Buyer Financing and All-Cash Offers. Which is best for you? Which do you prefer? Regardless of the dollar amount a potential buyer may write in their offer, if they plan to get a mortgage, their offer should come with a preapproval letter. Although a preapproval isn't the same as a mortgage approval, which is a guarantee of funding, it lets you know that a buyer is a good candidate to receive financing.

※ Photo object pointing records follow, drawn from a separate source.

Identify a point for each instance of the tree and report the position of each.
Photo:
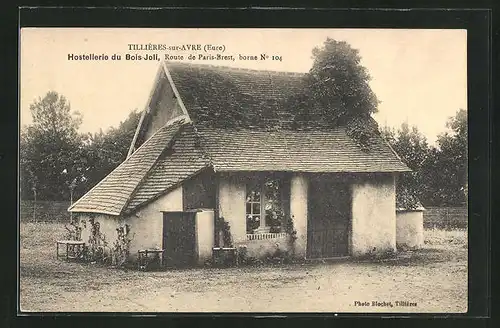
(50, 149)
(337, 92)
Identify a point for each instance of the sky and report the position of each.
(420, 76)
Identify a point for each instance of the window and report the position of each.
(264, 206)
(253, 207)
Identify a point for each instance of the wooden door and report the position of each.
(328, 219)
(179, 239)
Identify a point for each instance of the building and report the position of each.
(190, 162)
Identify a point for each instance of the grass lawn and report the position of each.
(435, 278)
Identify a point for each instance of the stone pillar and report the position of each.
(298, 209)
(373, 215)
(204, 235)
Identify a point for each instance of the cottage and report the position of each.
(189, 164)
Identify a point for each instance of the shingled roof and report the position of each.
(296, 151)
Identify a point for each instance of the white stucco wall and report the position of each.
(373, 215)
(410, 229)
(298, 210)
(146, 225)
(204, 235)
(232, 191)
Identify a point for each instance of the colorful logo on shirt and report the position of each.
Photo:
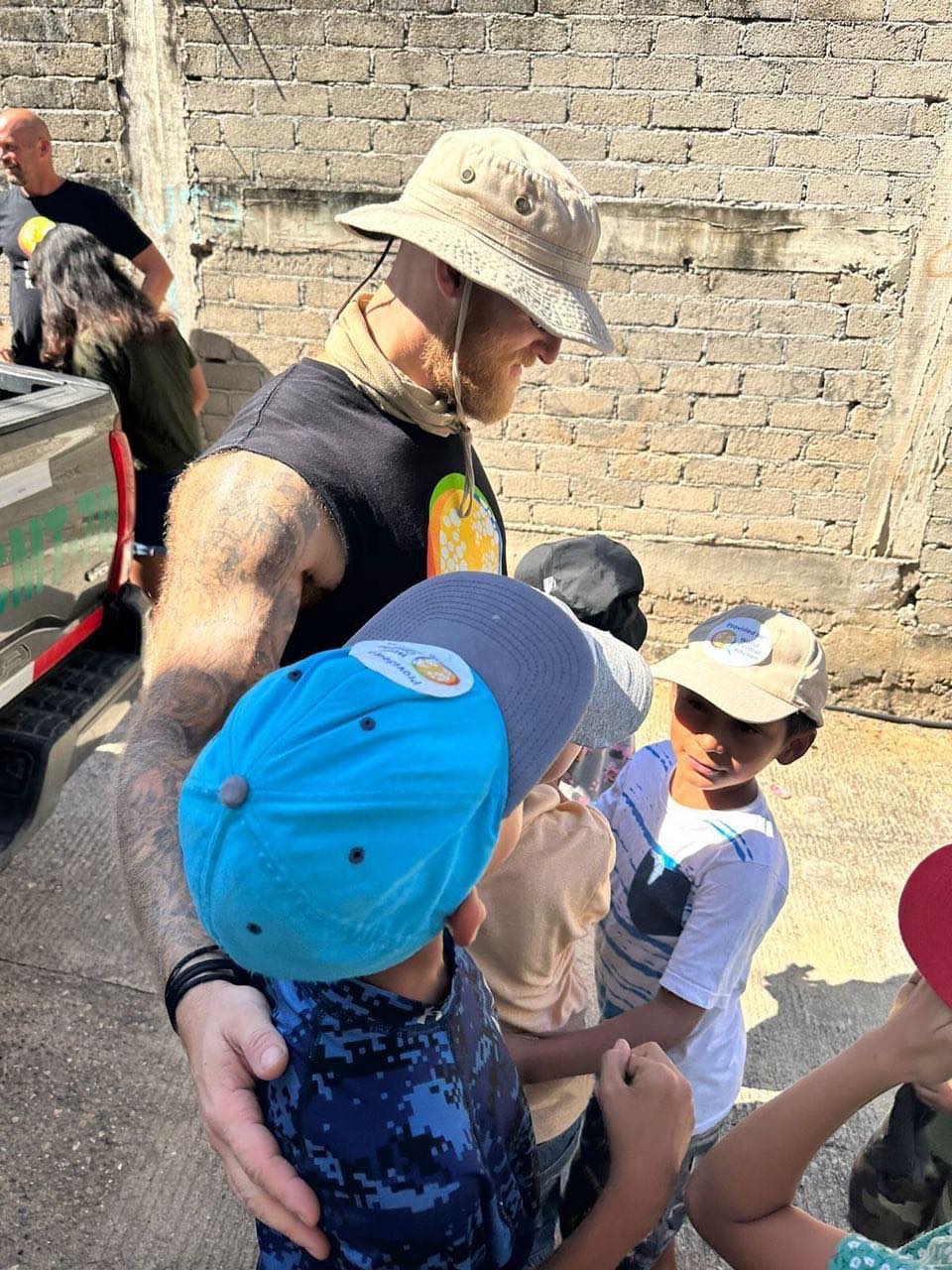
(461, 543)
(424, 668)
(32, 232)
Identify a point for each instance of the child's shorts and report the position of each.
(901, 1182)
(153, 494)
(589, 1175)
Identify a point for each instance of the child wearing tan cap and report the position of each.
(701, 873)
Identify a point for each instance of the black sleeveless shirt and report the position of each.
(391, 489)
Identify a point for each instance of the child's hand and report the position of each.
(649, 1115)
(918, 1037)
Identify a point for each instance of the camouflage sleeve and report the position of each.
(900, 1182)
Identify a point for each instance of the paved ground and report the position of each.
(102, 1162)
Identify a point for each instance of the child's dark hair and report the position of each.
(798, 724)
(84, 293)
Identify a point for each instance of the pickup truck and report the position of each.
(70, 624)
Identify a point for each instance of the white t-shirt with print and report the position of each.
(693, 893)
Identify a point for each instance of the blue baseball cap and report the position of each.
(352, 801)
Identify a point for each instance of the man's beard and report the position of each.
(488, 386)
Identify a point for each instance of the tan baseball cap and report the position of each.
(508, 214)
(757, 665)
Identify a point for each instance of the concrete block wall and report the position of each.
(775, 267)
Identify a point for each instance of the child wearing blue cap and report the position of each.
(330, 832)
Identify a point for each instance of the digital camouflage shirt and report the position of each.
(409, 1123)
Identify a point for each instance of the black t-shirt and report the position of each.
(391, 489)
(21, 229)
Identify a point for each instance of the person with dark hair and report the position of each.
(701, 874)
(96, 324)
(40, 197)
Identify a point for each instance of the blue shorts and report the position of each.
(153, 494)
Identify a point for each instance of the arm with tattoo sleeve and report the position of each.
(244, 534)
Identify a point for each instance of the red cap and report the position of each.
(925, 920)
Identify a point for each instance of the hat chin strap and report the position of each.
(465, 430)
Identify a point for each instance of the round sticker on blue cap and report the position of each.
(739, 642)
(434, 672)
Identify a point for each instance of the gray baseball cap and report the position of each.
(536, 659)
(622, 693)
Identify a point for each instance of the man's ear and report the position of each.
(448, 280)
(796, 747)
(466, 921)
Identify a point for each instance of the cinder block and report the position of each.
(697, 36)
(771, 189)
(649, 145)
(362, 30)
(416, 68)
(334, 64)
(766, 444)
(717, 314)
(811, 416)
(876, 42)
(794, 318)
(665, 73)
(928, 80)
(534, 35)
(731, 150)
(832, 79)
(721, 471)
(334, 134)
(689, 439)
(742, 75)
(608, 108)
(895, 155)
(787, 530)
(730, 412)
(765, 381)
(707, 380)
(493, 70)
(862, 118)
(837, 153)
(647, 408)
(666, 185)
(829, 507)
(639, 310)
(466, 108)
(756, 502)
(572, 72)
(847, 190)
(784, 40)
(693, 111)
(611, 36)
(447, 31)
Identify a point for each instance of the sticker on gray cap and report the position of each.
(424, 668)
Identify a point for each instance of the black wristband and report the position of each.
(199, 966)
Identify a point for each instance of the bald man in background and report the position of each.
(37, 198)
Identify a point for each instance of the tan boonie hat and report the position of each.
(754, 663)
(508, 214)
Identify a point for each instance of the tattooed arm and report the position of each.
(245, 535)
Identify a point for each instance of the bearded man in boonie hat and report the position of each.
(340, 484)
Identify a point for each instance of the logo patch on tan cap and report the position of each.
(739, 642)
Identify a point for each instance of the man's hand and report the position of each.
(230, 1043)
(649, 1116)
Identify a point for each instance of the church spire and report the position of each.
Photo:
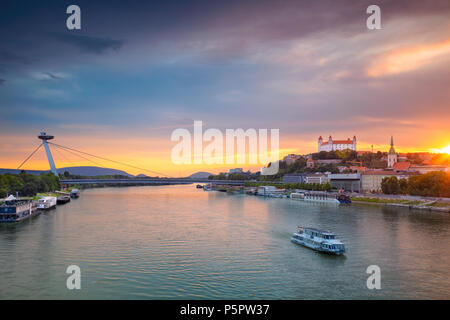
(392, 150)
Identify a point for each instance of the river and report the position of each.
(179, 242)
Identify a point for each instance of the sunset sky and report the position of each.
(136, 71)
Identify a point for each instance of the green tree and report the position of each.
(390, 185)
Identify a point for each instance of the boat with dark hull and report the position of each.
(319, 240)
(63, 199)
(75, 193)
(15, 210)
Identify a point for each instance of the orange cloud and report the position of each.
(404, 60)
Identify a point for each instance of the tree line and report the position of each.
(28, 184)
(431, 184)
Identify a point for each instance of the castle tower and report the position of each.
(44, 137)
(392, 155)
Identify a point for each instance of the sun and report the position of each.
(445, 149)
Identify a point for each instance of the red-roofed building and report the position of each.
(402, 166)
(333, 145)
(310, 163)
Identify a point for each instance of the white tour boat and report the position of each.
(319, 240)
(321, 197)
(46, 203)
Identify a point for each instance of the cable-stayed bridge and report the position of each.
(160, 178)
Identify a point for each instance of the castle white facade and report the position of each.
(392, 155)
(333, 145)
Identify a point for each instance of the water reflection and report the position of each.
(181, 242)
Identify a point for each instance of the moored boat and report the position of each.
(46, 203)
(16, 210)
(75, 193)
(63, 199)
(321, 197)
(319, 240)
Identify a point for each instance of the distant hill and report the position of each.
(200, 175)
(80, 171)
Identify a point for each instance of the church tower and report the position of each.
(392, 155)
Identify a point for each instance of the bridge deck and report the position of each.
(151, 181)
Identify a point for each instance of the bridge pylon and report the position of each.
(45, 137)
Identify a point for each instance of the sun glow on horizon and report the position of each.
(443, 150)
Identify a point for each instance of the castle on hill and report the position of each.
(333, 145)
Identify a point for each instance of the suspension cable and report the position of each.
(79, 155)
(28, 158)
(102, 158)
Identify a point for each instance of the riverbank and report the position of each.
(410, 202)
(422, 204)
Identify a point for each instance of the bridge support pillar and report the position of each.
(44, 137)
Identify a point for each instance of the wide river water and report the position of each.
(175, 242)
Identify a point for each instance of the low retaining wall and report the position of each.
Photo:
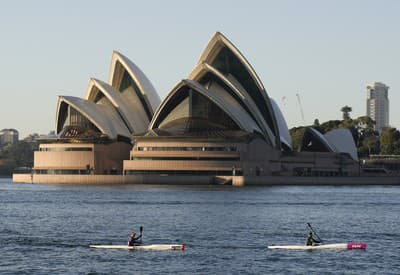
(203, 180)
(68, 179)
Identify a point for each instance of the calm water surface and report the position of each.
(46, 229)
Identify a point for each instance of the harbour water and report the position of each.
(47, 229)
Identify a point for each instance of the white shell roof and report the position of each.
(343, 141)
(213, 48)
(283, 129)
(203, 68)
(133, 122)
(144, 84)
(106, 119)
(222, 100)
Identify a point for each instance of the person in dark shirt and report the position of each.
(311, 240)
(133, 240)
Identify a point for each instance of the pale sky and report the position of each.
(326, 51)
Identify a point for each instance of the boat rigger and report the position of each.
(348, 246)
(157, 247)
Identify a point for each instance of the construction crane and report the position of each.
(301, 108)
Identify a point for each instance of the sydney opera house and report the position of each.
(216, 126)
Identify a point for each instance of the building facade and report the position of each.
(378, 104)
(8, 136)
(217, 123)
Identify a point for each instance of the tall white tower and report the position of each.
(378, 104)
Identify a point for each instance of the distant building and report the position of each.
(8, 136)
(378, 104)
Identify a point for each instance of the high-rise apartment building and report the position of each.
(378, 104)
(8, 136)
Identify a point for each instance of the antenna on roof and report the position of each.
(301, 108)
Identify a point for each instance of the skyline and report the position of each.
(308, 48)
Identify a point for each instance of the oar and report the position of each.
(315, 233)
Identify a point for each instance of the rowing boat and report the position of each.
(158, 247)
(322, 246)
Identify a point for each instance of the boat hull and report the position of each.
(157, 247)
(345, 246)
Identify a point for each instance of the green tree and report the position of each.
(390, 142)
(346, 112)
(296, 134)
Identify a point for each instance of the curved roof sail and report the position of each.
(286, 139)
(221, 54)
(343, 141)
(135, 87)
(80, 112)
(100, 92)
(314, 141)
(210, 77)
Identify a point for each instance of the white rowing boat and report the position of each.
(158, 247)
(322, 246)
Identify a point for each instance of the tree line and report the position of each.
(367, 140)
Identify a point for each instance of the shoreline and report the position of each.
(207, 180)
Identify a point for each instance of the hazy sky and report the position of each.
(326, 51)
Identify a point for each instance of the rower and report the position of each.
(311, 240)
(133, 240)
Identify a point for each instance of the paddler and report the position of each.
(311, 240)
(133, 240)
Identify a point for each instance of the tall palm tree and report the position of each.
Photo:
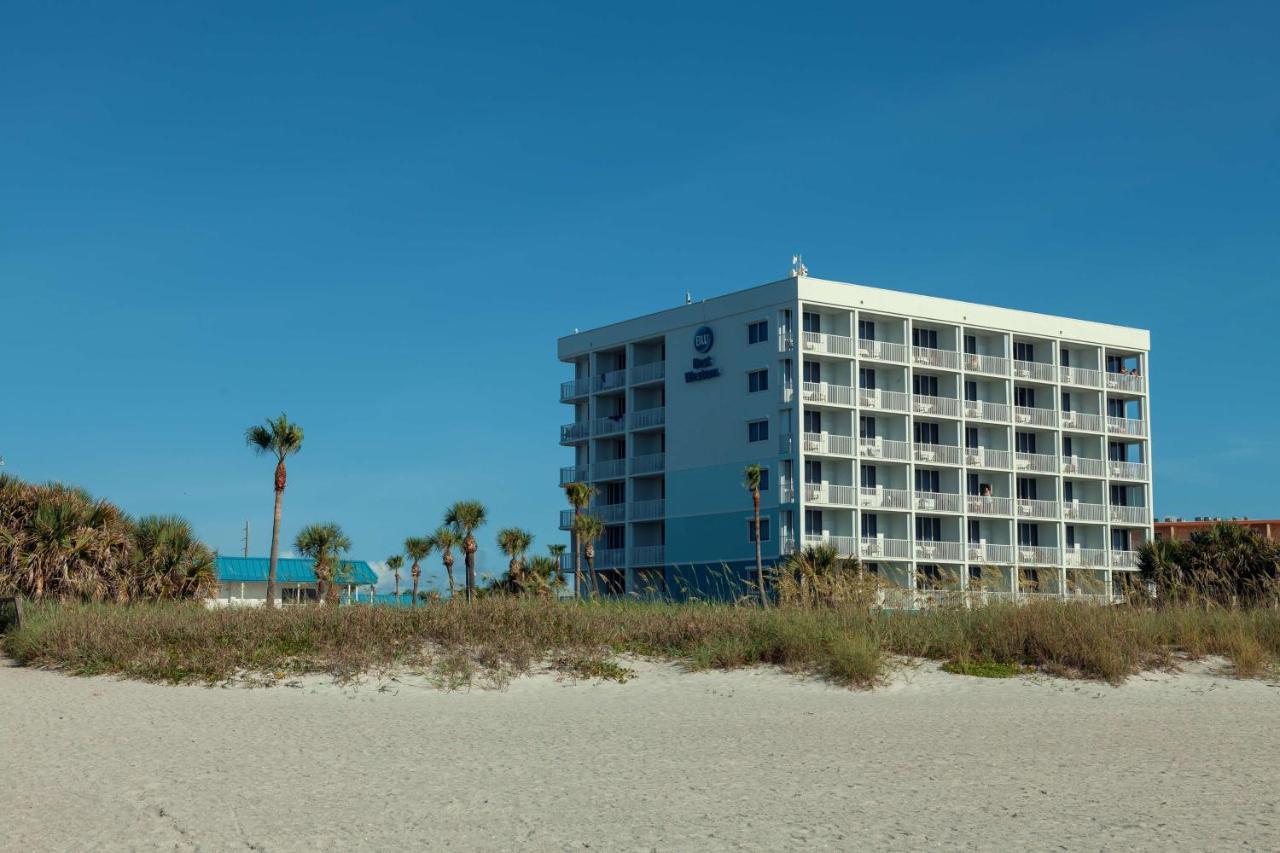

If a buyer submits an all-cash offer, a proof of funds is necessary—typically a bank or investment account statement—to show that the buyer has the funds to purchase your home. All-cash offers can be very appealing because they typically have a shorter escrow period, since you don't have to wait for a buyer's full mortgage approval. You should know, however, that an all-cash buyer does wield considerable negotiation power due to the efficiencies created by their cash offer. As a result of their leverage, they could offer less than your asking price, for example. These are key considerations when comparing an all-cash buyer to one with a mortgage.
Good Faith Money
To prove that a buyer is serious about purchasing a home they will submit "good faith" or "earnest" money to your brokerage firm—the higher the deposit the stronger the offer, so you may consider choosing an offer with a substantial good faith deposit. The money goes toward a down payment if the buyer closes on your house. If the buyer reneges on purchasing your property, you may be able to keep the deposit.